On Thu, Jul 12, 2018 at 01:29:40PM -0400, Johannes Weiner wrote:
> +static void time_state(struct psi_resource *res, int state, u64 now)
> +{
> + if (res->state != PSI_NONE) {
> + bool was_full = res->state == PSI_FULL;
> +
> + res->times[was_full] += now - res->state_start;
> + }
> + if (res->state != state)
> + res->state = state;
> + if (res->state != PSI_NONE)
> + res->state_start = now;
> +}
> +
> +static void psi_group_change(struct psi_group *group, int cpu, u64 now,
> + unsigned int clear, unsigned int set)
> +{
> + enum psi_state state = PSI_NONE;
> + struct psi_group_cpu *groupc;
> + unsigned int *tasks;
> + unsigned int to, bo;
> +
> + groupc = per_cpu_ptr(group->cpus, cpu);
> + tasks = groupc->tasks;
> +
> + /* Update task counts according to the set/clear bitmasks */
> + for (to = 0; (bo = ffs(clear)); to += bo, clear >>= bo) {
> + int idx = to + (bo - 1);
> +
> + if (tasks[idx] == 0 && !psi_bug) {
> + printk_deferred(KERN_ERR "psi: task underflow! cpu=%d
> idx=%d tasks=[%u %u %u] clear=%x set=%x\n",
> + cpu, idx, tasks[0], tasks[1], tasks[2],
> + clear, set);
> + psi_bug = 1;
> + }
> + tasks[idx]--;
> + }
> + for (to = 0; (bo = ffs(set)); to += bo, set >>= bo)
> + tasks[to + (bo - 1)]++;
> +
> + /* Time in which tasks wait for the CPU */
> + state = PSI_NONE;
> + if (tasks[NR_RUNNING] > 1)
> + state = PSI_SOME;
> + time_state(&groupc->res[PSI_CPU], state, now);
> +
> + /* Time in which tasks wait for memory */
> + state = PSI_NONE;
> + if (tasks[NR_MEMSTALL]) {
> + if (!tasks[NR_RUNNING] ||
> + (cpu_curr(cpu)->flags & PF_MEMSTALL))
> + state = PSI_FULL;
> + else
> + state = PSI_SOME;
> + }
> + time_state(&groupc->res[PSI_MEM], state, now);
> +
> + /* Time in which tasks wait for IO */
> + state = PSI_NONE;
> + if (tasks[NR_IOWAIT]) {
> + if (!tasks[NR_RUNNING])
> + state = PSI_FULL;
> + else
> + state = PSI_SOME;
> + }
> + time_state(&groupc->res[PSI_IO], state, now);
> +
> + /* Time in which tasks are non-idle, to weigh the CPU in summaries */
> + if (groupc->nonidle)
> + groupc->nonidle_time += now - groupc->nonidle_start;
> + groupc->nonidle = tasks[NR_RUNNING] ||
> + tasks[NR_IOWAIT] || tasks[NR_MEMSTALL];
> + if (groupc->nonidle)
> + groupc->nonidle_start = now;
> +
> + /* Kick the stats aggregation worker if it's gone to sleep */
> + if (!delayed_work_pending(&group->clock_work))
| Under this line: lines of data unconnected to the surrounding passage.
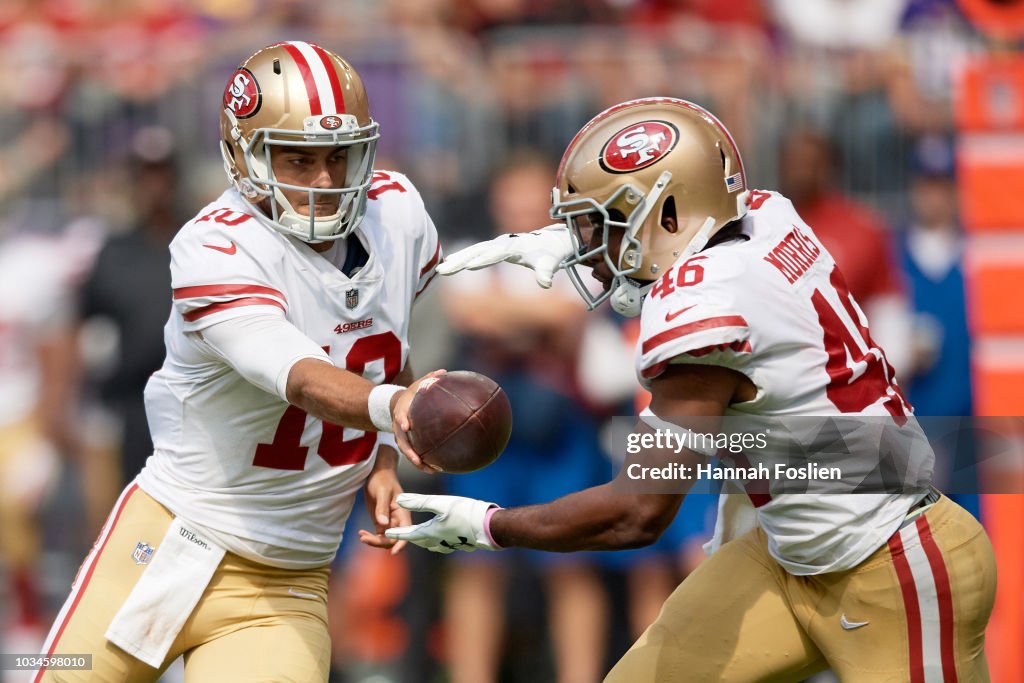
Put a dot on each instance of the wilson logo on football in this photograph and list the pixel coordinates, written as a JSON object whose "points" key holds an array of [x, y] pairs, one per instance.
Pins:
{"points": [[242, 95], [638, 145], [331, 123]]}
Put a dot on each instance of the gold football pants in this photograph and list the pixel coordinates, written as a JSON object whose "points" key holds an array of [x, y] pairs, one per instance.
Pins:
{"points": [[253, 623], [914, 611]]}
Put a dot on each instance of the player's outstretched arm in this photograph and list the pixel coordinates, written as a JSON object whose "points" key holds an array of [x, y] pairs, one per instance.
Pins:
{"points": [[597, 518], [342, 397], [542, 251]]}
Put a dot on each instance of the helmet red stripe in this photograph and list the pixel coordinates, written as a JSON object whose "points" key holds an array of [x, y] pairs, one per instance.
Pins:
{"points": [[332, 74], [307, 78]]}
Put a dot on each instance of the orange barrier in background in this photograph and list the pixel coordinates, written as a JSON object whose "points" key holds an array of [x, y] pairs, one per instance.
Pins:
{"points": [[990, 171]]}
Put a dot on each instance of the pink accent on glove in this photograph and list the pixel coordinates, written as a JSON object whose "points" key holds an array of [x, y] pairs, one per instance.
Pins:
{"points": [[486, 525]]}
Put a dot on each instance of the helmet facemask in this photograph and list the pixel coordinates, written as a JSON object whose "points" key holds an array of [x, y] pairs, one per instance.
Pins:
{"points": [[257, 180], [649, 160], [627, 208]]}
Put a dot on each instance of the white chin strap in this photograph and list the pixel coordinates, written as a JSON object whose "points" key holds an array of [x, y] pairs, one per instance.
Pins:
{"points": [[627, 296]]}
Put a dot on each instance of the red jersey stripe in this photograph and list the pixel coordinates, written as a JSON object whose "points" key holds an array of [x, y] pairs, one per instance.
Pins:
{"points": [[224, 290], [95, 557], [737, 346], [307, 78], [332, 75], [911, 606], [943, 593], [227, 305], [690, 328]]}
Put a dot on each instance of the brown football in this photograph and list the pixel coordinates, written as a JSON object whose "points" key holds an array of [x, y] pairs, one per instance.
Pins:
{"points": [[461, 422]]}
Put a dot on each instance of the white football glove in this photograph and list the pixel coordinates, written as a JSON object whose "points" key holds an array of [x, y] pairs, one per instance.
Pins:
{"points": [[542, 251], [457, 524]]}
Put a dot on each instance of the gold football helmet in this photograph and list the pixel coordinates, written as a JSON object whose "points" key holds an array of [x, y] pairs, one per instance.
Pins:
{"points": [[631, 166], [297, 94]]}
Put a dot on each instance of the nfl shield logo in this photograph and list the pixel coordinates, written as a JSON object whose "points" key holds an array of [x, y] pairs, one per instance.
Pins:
{"points": [[142, 553]]}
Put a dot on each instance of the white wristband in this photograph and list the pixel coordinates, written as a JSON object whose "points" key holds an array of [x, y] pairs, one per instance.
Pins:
{"points": [[379, 406]]}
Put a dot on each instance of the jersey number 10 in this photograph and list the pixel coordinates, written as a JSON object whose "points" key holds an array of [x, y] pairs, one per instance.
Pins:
{"points": [[287, 452]]}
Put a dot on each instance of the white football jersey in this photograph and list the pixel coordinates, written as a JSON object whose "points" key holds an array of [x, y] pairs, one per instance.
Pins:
{"points": [[267, 480], [772, 305]]}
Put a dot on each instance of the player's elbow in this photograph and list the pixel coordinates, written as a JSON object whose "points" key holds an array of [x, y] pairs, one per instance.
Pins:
{"points": [[640, 527]]}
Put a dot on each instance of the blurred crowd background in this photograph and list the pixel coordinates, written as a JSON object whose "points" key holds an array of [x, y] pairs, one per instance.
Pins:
{"points": [[109, 142]]}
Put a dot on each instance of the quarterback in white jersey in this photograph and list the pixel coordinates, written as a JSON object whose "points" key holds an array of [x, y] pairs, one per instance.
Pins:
{"points": [[287, 359], [743, 313]]}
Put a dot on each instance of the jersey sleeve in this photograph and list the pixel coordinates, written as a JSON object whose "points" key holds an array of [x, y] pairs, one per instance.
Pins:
{"points": [[402, 207], [221, 271], [429, 256], [698, 323]]}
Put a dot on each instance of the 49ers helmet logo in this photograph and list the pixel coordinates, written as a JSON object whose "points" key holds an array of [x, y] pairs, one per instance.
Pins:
{"points": [[638, 145], [331, 123], [242, 95]]}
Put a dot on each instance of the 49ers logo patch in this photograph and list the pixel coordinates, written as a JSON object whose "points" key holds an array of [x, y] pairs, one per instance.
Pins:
{"points": [[242, 95], [638, 145], [331, 123]]}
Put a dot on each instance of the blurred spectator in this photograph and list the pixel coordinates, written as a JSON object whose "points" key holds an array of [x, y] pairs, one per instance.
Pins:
{"points": [[932, 251], [526, 340], [130, 286], [38, 274], [856, 237], [932, 254], [933, 46], [840, 24]]}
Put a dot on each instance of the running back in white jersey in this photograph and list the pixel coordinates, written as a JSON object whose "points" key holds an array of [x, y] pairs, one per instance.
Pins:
{"points": [[266, 479], [772, 304]]}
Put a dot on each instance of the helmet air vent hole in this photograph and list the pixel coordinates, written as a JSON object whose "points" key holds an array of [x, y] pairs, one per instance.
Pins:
{"points": [[669, 211]]}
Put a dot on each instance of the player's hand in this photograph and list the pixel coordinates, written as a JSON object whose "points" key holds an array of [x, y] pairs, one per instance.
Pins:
{"points": [[401, 424], [459, 523], [543, 251], [381, 491]]}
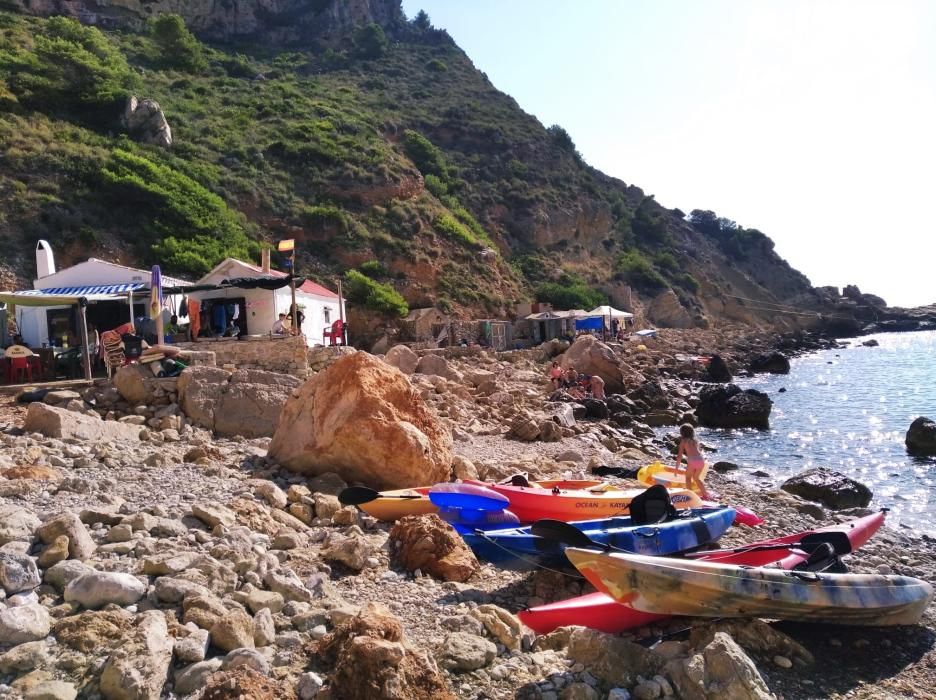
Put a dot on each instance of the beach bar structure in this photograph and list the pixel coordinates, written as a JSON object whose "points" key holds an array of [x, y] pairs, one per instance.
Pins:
{"points": [[115, 294]]}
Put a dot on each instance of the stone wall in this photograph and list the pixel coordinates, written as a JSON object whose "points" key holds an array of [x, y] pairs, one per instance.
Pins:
{"points": [[284, 355], [324, 355]]}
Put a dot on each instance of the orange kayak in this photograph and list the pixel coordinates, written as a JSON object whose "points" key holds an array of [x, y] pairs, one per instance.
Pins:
{"points": [[532, 503]]}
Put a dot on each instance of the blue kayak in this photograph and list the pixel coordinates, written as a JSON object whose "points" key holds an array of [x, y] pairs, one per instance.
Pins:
{"points": [[520, 548]]}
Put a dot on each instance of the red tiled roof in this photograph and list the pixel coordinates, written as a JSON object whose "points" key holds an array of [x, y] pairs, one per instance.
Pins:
{"points": [[310, 287]]}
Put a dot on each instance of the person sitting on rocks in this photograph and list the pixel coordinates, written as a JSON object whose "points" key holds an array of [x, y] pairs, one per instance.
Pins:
{"points": [[695, 462], [555, 375], [597, 387]]}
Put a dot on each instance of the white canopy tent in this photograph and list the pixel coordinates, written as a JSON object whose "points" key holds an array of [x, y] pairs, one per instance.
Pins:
{"points": [[609, 311], [38, 298]]}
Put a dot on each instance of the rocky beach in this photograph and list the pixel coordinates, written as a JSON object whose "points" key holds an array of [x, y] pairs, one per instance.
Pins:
{"points": [[184, 539]]}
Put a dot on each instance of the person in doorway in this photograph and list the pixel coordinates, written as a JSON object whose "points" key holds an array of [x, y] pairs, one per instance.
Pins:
{"points": [[555, 375], [597, 387], [300, 317], [695, 462]]}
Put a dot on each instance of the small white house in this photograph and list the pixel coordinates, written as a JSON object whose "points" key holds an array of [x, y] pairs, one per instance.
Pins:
{"points": [[255, 311], [110, 287]]}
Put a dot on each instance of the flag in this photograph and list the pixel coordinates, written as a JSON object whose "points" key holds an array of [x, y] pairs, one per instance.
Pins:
{"points": [[155, 292]]}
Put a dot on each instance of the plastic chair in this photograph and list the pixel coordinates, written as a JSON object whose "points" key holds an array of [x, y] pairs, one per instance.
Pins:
{"points": [[68, 363], [20, 367], [334, 333]]}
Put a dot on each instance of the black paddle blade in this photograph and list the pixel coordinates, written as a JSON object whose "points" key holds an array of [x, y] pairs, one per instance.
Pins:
{"points": [[356, 495], [839, 541], [565, 533]]}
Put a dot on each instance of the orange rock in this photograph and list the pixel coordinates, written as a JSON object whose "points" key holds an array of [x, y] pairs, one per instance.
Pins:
{"points": [[427, 543], [373, 660], [363, 419]]}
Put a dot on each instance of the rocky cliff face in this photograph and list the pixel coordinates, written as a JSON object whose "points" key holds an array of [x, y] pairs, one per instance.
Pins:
{"points": [[221, 20]]}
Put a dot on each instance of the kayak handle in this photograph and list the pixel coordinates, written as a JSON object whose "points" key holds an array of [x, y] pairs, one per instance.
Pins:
{"points": [[810, 576]]}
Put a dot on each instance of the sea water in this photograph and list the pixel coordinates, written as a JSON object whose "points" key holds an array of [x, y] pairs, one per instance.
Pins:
{"points": [[848, 409]]}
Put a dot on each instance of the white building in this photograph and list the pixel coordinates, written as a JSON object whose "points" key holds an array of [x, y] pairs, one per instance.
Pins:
{"points": [[257, 310], [111, 289]]}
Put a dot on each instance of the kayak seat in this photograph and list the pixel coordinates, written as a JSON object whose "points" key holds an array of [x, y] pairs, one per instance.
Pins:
{"points": [[822, 558], [652, 506]]}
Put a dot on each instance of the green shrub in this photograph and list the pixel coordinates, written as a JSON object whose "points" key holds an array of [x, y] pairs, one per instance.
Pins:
{"points": [[323, 215], [455, 230], [638, 271], [664, 260], [373, 269], [435, 185], [70, 68], [178, 47], [688, 282], [427, 157], [570, 296], [361, 289], [198, 229], [370, 41]]}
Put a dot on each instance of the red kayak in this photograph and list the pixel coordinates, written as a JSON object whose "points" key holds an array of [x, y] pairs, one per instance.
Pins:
{"points": [[601, 612]]}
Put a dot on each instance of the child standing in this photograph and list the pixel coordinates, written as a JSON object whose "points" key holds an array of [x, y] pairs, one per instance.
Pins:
{"points": [[689, 446]]}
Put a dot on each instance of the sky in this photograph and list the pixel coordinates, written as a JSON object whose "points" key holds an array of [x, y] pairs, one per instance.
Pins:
{"points": [[811, 120]]}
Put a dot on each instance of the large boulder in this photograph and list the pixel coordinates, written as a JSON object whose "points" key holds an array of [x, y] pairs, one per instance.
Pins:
{"points": [[17, 524], [438, 366], [128, 381], [363, 419], [726, 406], [427, 543], [403, 358], [246, 402], [372, 659], [612, 659], [921, 437], [773, 362], [719, 671], [145, 121], [718, 370], [590, 356], [70, 425], [138, 668], [831, 488]]}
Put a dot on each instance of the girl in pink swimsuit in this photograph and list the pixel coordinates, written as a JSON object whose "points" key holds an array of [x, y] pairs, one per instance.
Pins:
{"points": [[689, 446]]}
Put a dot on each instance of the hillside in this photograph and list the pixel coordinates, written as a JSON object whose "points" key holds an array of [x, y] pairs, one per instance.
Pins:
{"points": [[371, 140]]}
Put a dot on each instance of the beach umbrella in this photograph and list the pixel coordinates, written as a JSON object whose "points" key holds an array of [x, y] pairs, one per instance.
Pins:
{"points": [[155, 292]]}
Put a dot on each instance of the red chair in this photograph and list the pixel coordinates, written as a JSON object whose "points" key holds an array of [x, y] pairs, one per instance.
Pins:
{"points": [[19, 367], [334, 333]]}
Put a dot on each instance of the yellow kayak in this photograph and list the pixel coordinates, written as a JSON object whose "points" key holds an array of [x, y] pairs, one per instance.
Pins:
{"points": [[663, 585], [392, 505]]}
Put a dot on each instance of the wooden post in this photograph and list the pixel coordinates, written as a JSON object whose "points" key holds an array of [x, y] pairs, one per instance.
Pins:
{"points": [[344, 334], [160, 330], [83, 331], [292, 289]]}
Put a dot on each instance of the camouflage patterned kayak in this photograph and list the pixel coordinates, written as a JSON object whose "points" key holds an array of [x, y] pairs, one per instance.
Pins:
{"points": [[707, 589]]}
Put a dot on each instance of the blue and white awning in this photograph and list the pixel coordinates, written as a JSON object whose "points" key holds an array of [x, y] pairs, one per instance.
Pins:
{"points": [[88, 289]]}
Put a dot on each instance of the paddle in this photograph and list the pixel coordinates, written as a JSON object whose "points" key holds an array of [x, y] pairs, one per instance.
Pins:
{"points": [[356, 495], [568, 534]]}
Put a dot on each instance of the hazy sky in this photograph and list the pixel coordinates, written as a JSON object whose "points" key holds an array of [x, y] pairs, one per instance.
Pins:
{"points": [[811, 120]]}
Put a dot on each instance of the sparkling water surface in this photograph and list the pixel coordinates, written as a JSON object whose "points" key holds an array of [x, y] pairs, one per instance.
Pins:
{"points": [[848, 409]]}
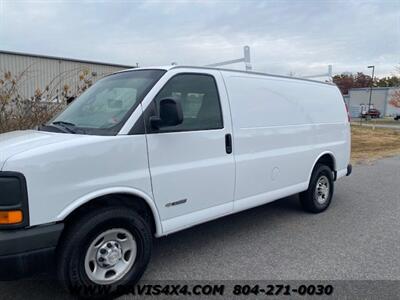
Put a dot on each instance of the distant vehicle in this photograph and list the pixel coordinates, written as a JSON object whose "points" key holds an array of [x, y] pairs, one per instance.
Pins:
{"points": [[373, 113]]}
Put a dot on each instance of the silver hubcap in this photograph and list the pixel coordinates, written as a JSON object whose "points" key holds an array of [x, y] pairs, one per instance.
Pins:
{"points": [[110, 256], [322, 190]]}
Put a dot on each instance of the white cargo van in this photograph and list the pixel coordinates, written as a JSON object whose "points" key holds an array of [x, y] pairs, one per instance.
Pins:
{"points": [[151, 151]]}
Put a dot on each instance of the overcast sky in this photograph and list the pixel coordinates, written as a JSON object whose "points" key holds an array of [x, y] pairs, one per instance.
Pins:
{"points": [[302, 36]]}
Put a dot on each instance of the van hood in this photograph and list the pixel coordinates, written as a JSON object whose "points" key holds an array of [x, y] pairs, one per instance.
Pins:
{"points": [[13, 143]]}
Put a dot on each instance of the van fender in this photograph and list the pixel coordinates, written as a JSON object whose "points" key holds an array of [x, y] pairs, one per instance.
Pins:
{"points": [[317, 159], [113, 190]]}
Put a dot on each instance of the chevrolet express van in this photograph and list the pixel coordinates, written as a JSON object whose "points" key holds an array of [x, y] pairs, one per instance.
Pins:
{"points": [[151, 151]]}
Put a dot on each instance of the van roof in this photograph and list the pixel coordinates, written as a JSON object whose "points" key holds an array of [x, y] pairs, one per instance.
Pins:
{"points": [[166, 68]]}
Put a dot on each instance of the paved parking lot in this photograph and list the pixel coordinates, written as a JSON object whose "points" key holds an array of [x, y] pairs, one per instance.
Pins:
{"points": [[357, 238]]}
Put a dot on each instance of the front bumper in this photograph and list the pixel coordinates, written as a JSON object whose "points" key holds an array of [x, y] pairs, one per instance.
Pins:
{"points": [[27, 251]]}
> + schedule_delayed_work(&group->clock_work, PSI_FREQ);
> +}
> +
> +void psi_task_change(struct task_struct *task, u64 now, int clear, int set)
> +{
> + int cpu = task_cpu(task);
> +
> + if (psi_disabled)
> + return;
> +
> + if (!task->pid)
> + return;
> +
> + if (((task->psi_flags & set) ||
> + (task->psi_flags & clear) != clear) &&
> + !psi_bug) {
> + printk_deferred(KERN_ERR "psi: inconsistent task state!
> task=%d:%s cpu=%d psi_flags=%x clear=%x set=%x\n",
> + task->pid, task->comm, cpu,
> + task->psi_flags, clear, set);
> + psi_bug = 1;
> + }
> +
> + task->psi_flags &= ~clear;
> + task->psi_flags |= set;
> +
> + psi_group_change(&psi_system, cpu, now, clear, set);
> +}
> +/*
> + * PSI tracks state that persists across sleeps, such as iowaits and
> + * memory stalls. As a result, it has to distinguish between sleeps,
> + * where a task's runnable state changes, and requeues, where a task
> + * and its state are being moved between CPUs and runqueues.
> + */
> +static inline void psi_enqueue(struct task_struct *p, u64 now, bool wakeup)
> +{
> + int clear = 0, set = TSK_RUNNING;
> +
> + if (psi_disabled)
> + return;
> +
> + if (!wakeup || p->sched_psi_wake_requeue) {
> + if (p->flags & PF_MEMSTALL)
> + set |= TSK_MEMSTALL;
> + if (p->sched_psi_wake_requeue)
> + p->sched_psi_wake_requeue = 0;
> + } else {
> + if (p->in_iowait)
> + clear |= TSK_IOWAIT;
> + }
> +
> + psi_task_change(p, now, clear, set);
> +}
> +
> +static inline void psi_dequeue(struct task_struct *p, u64 now, bool sleep)
> +{
> + int clear = TSK_RUNNING, set = 0;
> +
> + if (psi_disabled)
> + return;
> +
> + if (!sleep) {
> + if (p->flags & PF_MEMSTALL)
> + clear |= TSK_MEMSTALL;
> + } else {
> + if (p->in_iowait)
> + set |= TSK_IOWAIT;
> + }
> +
> + psi_task_change(p, now, clear, set);
> +}
This is still a scary amount of accounting; not to mention you'll be
adding O(cgroup-depth) to this in a later patch.
Where are the performance numbers for all this?